B. Observations de l’avocat de l’appelant

[91] L’avocat de l’appelant, M. Stevenson, a fait valoir que les observations de l’intimée ne tiennent pas compte du principe fondamental selon lequel le paragraphe 15(1) de la Charte n’impose pas au gouvernement une obligation positive de fournir des services visant à améliorer les effets d’une inégalité systémique ou générale.

[92] Comme il n’existe aucune obligation constitutionnelle d’introduire le partage des crédits dans le RPC, la contestation de l’intimée se distingue de l’arrêt Hislop invoqué par l’intimée.

[93] De même, l’argument de l’intimée, selon lequel le fait que les dispositions en matière de partage des crédits postérieures à 1986 ne s’appliquent pas rétrospectivement violent le paragraphe 15(1) de la Charte, repose sur l’hypothèse erronée de l’existence d’un droit constitutionnel à un partage des crédits obligatoire.

[94] M. Stevenson a souligné que, dans les affaires de discrimination par suite d’un effet préjudiciable, c’est au demandeur qu’incombe le fardeau de démontrer que les dispositions contestées ont des répercussions négatives disproportionnées, en fonction de facteurs liés à des motifs énumérés ou analogues.

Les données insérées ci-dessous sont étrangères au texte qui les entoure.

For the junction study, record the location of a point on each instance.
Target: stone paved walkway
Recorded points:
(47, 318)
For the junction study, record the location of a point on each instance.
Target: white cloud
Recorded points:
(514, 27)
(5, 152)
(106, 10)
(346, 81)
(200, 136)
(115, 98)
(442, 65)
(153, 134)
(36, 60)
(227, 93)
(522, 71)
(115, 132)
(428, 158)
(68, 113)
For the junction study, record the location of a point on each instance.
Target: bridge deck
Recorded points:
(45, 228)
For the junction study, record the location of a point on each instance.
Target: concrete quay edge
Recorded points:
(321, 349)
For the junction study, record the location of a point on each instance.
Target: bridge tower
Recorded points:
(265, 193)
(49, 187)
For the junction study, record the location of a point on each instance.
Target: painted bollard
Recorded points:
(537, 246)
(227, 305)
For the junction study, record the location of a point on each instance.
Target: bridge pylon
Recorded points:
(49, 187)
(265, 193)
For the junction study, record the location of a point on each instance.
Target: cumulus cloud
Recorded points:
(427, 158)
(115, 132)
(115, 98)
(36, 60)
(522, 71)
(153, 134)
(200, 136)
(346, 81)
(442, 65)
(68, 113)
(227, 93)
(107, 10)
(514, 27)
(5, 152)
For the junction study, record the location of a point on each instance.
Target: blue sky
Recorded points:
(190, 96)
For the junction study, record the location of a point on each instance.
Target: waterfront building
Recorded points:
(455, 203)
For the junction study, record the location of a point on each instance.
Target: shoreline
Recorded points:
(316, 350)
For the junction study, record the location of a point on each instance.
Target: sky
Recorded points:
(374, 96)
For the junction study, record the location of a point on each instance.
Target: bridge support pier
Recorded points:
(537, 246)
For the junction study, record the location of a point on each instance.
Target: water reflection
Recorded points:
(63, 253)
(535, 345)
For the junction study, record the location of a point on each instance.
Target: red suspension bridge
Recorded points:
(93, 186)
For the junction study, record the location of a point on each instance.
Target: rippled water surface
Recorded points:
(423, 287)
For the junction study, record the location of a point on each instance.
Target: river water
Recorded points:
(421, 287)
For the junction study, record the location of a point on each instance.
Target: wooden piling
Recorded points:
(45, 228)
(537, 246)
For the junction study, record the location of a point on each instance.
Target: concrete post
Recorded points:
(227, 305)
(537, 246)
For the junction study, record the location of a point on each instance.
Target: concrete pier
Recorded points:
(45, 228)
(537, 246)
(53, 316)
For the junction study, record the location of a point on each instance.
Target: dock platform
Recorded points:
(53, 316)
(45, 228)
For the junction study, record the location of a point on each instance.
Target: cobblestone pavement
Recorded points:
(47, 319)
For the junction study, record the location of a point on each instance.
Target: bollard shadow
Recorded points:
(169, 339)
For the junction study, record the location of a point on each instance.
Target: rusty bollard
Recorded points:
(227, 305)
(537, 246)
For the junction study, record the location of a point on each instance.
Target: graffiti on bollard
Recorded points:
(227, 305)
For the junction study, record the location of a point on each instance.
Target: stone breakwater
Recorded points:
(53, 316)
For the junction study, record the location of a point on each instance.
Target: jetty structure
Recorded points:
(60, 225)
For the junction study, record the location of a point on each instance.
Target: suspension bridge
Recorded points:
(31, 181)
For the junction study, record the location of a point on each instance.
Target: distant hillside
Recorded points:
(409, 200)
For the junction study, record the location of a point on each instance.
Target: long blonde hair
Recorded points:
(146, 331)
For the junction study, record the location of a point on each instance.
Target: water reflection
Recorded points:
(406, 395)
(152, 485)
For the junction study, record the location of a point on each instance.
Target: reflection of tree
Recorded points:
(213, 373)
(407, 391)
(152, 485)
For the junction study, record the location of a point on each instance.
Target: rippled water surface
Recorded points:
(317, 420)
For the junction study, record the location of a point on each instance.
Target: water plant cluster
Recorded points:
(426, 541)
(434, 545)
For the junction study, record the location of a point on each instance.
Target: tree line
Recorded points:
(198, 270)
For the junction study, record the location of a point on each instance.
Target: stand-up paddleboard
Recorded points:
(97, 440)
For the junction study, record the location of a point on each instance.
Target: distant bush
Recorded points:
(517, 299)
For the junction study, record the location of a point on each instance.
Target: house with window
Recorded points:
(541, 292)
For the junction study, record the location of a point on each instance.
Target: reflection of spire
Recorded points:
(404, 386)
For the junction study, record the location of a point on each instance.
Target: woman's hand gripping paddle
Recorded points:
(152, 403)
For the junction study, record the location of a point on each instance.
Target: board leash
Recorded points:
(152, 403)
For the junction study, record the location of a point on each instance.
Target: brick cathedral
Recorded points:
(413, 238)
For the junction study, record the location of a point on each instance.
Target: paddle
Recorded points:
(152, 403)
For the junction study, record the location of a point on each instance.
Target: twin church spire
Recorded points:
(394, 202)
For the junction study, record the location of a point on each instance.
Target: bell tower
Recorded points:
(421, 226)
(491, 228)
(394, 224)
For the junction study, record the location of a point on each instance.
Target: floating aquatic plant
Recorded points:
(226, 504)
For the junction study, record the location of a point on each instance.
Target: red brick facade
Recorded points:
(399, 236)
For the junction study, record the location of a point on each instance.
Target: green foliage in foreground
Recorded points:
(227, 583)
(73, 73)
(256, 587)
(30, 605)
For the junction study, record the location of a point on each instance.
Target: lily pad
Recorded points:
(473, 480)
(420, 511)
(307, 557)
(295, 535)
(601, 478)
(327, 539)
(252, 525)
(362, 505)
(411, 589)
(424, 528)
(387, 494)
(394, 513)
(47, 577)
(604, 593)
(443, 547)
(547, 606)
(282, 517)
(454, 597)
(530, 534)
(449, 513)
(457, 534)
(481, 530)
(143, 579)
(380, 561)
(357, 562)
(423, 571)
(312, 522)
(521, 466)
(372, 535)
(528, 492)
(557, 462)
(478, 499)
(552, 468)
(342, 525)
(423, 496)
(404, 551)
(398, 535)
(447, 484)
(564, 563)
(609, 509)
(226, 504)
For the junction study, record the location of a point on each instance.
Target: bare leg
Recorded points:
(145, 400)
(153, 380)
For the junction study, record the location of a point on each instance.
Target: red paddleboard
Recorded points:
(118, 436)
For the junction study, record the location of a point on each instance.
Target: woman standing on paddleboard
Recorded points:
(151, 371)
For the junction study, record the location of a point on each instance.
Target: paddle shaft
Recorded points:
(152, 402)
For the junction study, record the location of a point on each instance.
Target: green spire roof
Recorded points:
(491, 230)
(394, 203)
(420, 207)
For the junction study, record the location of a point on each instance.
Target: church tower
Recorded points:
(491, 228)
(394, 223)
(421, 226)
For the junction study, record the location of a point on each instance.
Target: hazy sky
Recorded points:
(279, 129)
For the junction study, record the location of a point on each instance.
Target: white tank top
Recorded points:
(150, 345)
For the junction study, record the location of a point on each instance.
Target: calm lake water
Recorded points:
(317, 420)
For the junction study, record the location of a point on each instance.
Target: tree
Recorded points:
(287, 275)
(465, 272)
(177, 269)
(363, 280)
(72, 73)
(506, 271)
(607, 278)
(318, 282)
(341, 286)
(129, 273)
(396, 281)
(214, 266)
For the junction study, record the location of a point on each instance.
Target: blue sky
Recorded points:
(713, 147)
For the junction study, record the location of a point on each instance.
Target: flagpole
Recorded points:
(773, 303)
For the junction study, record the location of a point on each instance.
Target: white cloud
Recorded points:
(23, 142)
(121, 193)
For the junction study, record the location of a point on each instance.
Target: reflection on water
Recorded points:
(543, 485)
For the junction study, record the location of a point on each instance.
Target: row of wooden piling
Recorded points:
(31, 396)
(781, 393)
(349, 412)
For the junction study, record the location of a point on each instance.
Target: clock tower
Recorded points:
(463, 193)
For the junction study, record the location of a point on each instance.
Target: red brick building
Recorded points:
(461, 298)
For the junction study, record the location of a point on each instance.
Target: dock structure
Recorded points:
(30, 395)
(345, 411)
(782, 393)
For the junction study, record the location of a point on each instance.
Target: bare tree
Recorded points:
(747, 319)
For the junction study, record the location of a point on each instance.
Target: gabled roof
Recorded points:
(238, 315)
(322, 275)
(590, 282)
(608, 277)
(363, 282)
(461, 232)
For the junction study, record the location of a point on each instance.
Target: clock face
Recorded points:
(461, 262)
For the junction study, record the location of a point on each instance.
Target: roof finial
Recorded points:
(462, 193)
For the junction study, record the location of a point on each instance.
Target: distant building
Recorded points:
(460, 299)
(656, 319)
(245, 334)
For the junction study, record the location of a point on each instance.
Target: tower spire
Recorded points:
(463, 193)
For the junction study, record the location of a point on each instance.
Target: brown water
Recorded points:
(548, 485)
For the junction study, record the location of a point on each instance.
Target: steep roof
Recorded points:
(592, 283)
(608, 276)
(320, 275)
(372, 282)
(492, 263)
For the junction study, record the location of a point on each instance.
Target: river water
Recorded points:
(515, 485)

Il a soutenu qu’en l’espèce, l’intimée n’a pas montré dans les éléments de preuve un lien de causalité entre les dispositions contestées, à savoir la nécessité de présenter une demande et la prescription de trois ans, et l’incapacité présumée des femmes divorcées d’accéder au partage des crédits. Au mieux, les données sur le taux de participation sont peu concluantes et ne parviennent pas à établir le lien de causalité requis. Selon lui, les preuves laissent plutôt entendre que le taux de participation découle de nombreuses réalités sociales indépendantes préexistantes, ainsi que des diverses exigences du RPC autres que la non-présentation d’une demande dans les trois ans suivant le divorce, comme le fait que le mariage doit avoir duré au moins trois ans et qu’il y a eu cohabitation pendant au moins trois années consécutives.

[95] M. Stevenson a repris le point qu’il a soulevé au cours du contre-interrogatoire de M. Shillington selon lequel, après les modifications de 1987 qui ont éliminé la prescription de trois ans, les répercussions constatées sur le groupe des personnes admissibles à un partage des crédits auraient été observées à partir de 1990 seulement, et qu’on n’a constaté aucune augmentation importante du taux de participation, selon les données invoquées par M. Shillington, entre 1989 et 1990. Dans l’ensemble, le taux de participation, après avoir connu son apogée à 16,3 % au milieu des années 1990, est rapidement revenu au niveau inférieur à 10 % des années les plus récentes, ce qui laisse fortement supposer que la nécessité de présenter une demande et la prescription de trois ans n’étaient pas la cause première du faible taux de participation apparent. Par conséquent, il est allégué que, puisque l’intimée n’a pas montré que les dispositions contestées créent une distinction sur un motif énuméré ou analogue, le premier volet du critère en deux parties permettant d’établir une violation de l’article 15 de la Charte n’est pas respecté, et que la demande devrait être rejetée.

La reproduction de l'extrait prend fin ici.